13.12. Managing logs in high volume installations¶
There are 3 main phases when dealing with application logs:
The focus for SFTPPlus is to provide a robust file transfer solution which can be easily integrated with any external dedicated log management tool.
In the case in which you did not find it straightforward to integrate SFTPPlus with your preferred log management tool, please get in touch and we will work towards providing a better experience.
In SFTPPlus, the logs are generated using the event handlers. An event handler will receive the events generated by SFTPPlus and transform it into a format usable for the logging system.
This simple transformation is to generate an entry into a plain text log file.
SFTPPlus can store the logs as comma-separated values (CSV), making it easy to parse the input and transform it according to your needs.
SFTPPlus can also generate the events directly as syslog entries or as HTTP requests.
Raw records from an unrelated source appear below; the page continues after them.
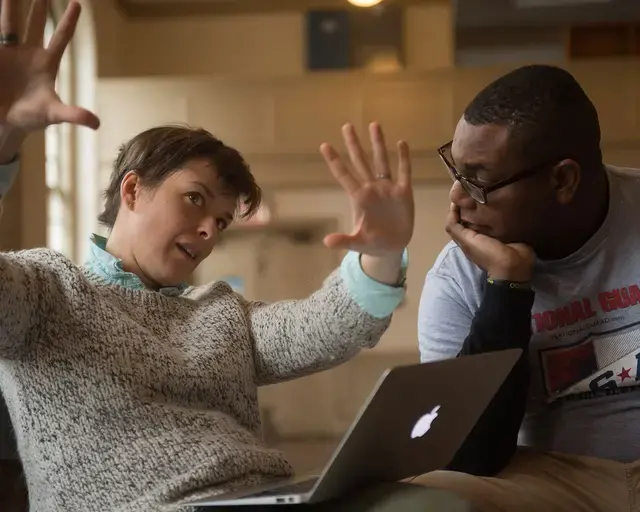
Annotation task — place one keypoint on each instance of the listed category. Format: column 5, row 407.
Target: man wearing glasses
column 528, row 176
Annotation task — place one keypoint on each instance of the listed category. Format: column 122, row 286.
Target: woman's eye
column 195, row 198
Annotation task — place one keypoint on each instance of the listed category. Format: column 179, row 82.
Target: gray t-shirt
column 585, row 349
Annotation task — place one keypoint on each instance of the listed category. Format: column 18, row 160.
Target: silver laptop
column 413, row 422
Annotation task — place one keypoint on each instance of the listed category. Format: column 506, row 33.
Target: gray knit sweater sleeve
column 298, row 337
column 23, row 281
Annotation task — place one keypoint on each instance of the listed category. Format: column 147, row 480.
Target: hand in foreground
column 509, row 262
column 382, row 204
column 28, row 101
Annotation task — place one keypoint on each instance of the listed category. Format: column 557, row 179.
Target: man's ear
column 130, row 190
column 565, row 180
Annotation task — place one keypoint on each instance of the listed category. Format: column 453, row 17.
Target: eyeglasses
column 477, row 191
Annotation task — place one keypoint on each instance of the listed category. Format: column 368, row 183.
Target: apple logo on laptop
column 423, row 425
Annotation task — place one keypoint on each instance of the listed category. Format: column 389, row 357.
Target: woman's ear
column 129, row 190
column 565, row 180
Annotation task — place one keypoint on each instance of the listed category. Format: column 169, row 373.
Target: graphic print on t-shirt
column 606, row 355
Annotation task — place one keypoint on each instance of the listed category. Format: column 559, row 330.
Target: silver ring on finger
column 9, row 39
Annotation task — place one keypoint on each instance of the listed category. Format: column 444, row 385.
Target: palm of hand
column 382, row 207
column 29, row 94
column 383, row 218
column 28, row 100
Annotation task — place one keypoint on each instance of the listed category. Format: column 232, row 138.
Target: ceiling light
column 364, row 3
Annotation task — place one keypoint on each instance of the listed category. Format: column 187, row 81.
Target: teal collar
column 109, row 268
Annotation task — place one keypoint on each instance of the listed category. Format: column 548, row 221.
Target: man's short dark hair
column 547, row 112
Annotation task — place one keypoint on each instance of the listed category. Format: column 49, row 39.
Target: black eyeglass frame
column 473, row 188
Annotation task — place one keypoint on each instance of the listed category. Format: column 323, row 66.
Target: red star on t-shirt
column 624, row 374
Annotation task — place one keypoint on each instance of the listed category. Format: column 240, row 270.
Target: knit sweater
column 133, row 400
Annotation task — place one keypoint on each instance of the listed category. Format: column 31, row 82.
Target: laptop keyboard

In this case, these logs are stored on the local SFTPPlus instance. While this can help reduce the disk usage on the SFTPPlus instance, this approach is susceptible to data loss, in the case in which the network connection is broken between STPPlus and the remote server. This approach is not recommended for high volume installations.
With a default configuration SFTPPlus will rotate the log file at the end of each day. That is, it will rename the previous log file and start with an empty file.
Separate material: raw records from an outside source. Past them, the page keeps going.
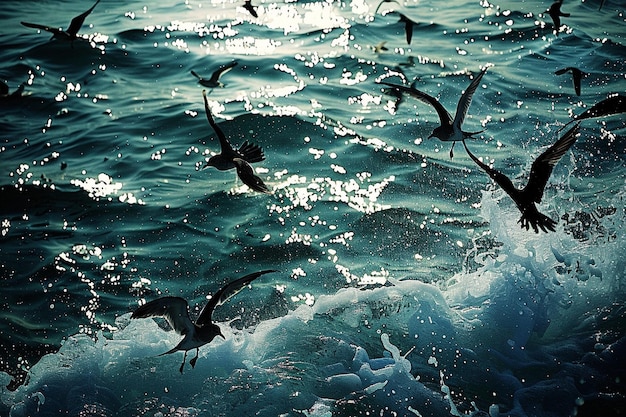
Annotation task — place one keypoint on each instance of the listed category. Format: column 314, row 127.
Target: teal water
column 382, row 241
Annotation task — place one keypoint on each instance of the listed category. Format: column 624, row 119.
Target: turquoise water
column 405, row 285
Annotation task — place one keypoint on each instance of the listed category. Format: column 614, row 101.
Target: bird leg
column 452, row 150
column 193, row 360
column 182, row 365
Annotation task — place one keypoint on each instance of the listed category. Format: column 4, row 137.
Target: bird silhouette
column 72, row 30
column 541, row 169
column 555, row 13
column 449, row 129
column 239, row 159
column 4, row 90
column 614, row 104
column 577, row 75
column 196, row 334
column 408, row 27
column 247, row 4
column 214, row 81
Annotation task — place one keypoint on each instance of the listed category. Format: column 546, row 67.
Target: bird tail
column 470, row 134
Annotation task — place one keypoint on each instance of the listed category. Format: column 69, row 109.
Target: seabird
column 449, row 130
column 532, row 193
column 247, row 4
column 214, row 81
column 71, row 32
column 611, row 105
column 408, row 27
column 4, row 90
column 577, row 75
column 239, row 159
column 555, row 13
column 176, row 311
In SFTPPlus there are 2 main types of rotations:
The size-based rotation will rotate the file as soon as the log file reaches a certain size. The files on disk will look like:
path/to/server.log path/to/server.log.1 path/to/server.log.2 path/to/server.log.3 path/to/server.log.4 path/to/server.log.5
path/to/server.log is the main log file and the others
are rotated files containing older logs.
The time-based rotation will rotate the file at a specific time or regular time intervals, regardless of the size of the log file. The time-based rotated files will look on disk like the example below. The actual time stamp used for the rotated files differs based on the rotation rule:
path/to/server.log path/to/server.2018-07-30_15-17-10.log path/to/server.2018-07-30_15-17-43.log path/to/server.2018-07-30_15-18-16.log path/to/server.2018-07-30_15-19-01.log path/to/server.2018-07-30_15-21-00.log
path/to/server.log is the main log file and the others are
rotated files containing older logs.
When rotating logs, you have the option to automatically delete older rotated files and keep rotated log files up to a certain number.
The embedded SFTPPlus database is not suitable for high volume installations. We recommend using specialized tools for log centralization.
The standard way to achieve log centralization is by using the syslog protocol. By configuring a syslog event handler, SFTPPlus can send the logs to a remote syslog server.
The syslog protocol may not be enough and for new installations, we recommend using modern log management tools like Fluentd, Splunk, Datadog, Sumologic, or Loggly (just to name a few in no particular order).
For efficient and fault tolerant operations, we recommend storing the SFTPPlus logs as a rotated local file and use the agent provided by your logging management tool to forward the logs to a centralized server.
In this way, even if the network between the SFTPPlus instance and the centralized server is down for a brief period of time, the logs are buffered inside the local file and can be forwarded once the connection is established. Having pending logs buffered in a local file provides improved performance while at the same time mitigate data losses associated to power failures, as only queues stored in memory will be lost.
SFTPPlus provides advanced functionality for rotating log files and can automatically delete older rotated files.
The default installation will rotate log files at the end of each time. For better control over disk space used by log files, you should choose to rotate files based on size.
For log analysis, SFTPPlus only provides a basic tool to search and filter the logs, which is not suitable for high volume installations.
The log analysis component is implemented in SFTPPlus as the "Activity Log" page from the Local Manager web console.
We recommend using the analysis and filtering functionalities provided by the dedicated logging tools.
When running on Linux without systemd or without a custom supervisor, SFTPPlus will operate using an embedded process supervisor.
Two additional logs are created:
log/supervisord.log - Content of the processed launched to create the SFTPPlus service / daemon.
log/server-startup-errors.log - This is usually empty and contains unexpected error during startup.
When running on Windows as a service, SFTPPlus will generate 3 additional log files. There are used to log the initial service startup up to the point where the SFTPPlus own logs are initialized.
Under normal operation these don't contain any important information. The purpose of these logs is to catch errors during the Windows service startup process.
Below is a description of each log file:
sftpplus-service.wrapper.log - Logs the commands used to start the SFTPPlus Windows service. This log can be removed at any time.
sftpplus-service.TIMESTAMP.out.log - Includes the standard output for the main SFTPPlus process during startup. This log file can only be removed when the SFTPPlus service is not running.
sftpplus-service.TIMESTAMP.err.log - Includes the standard error content. This log file can only be removed when the SFTPPlus service is not running.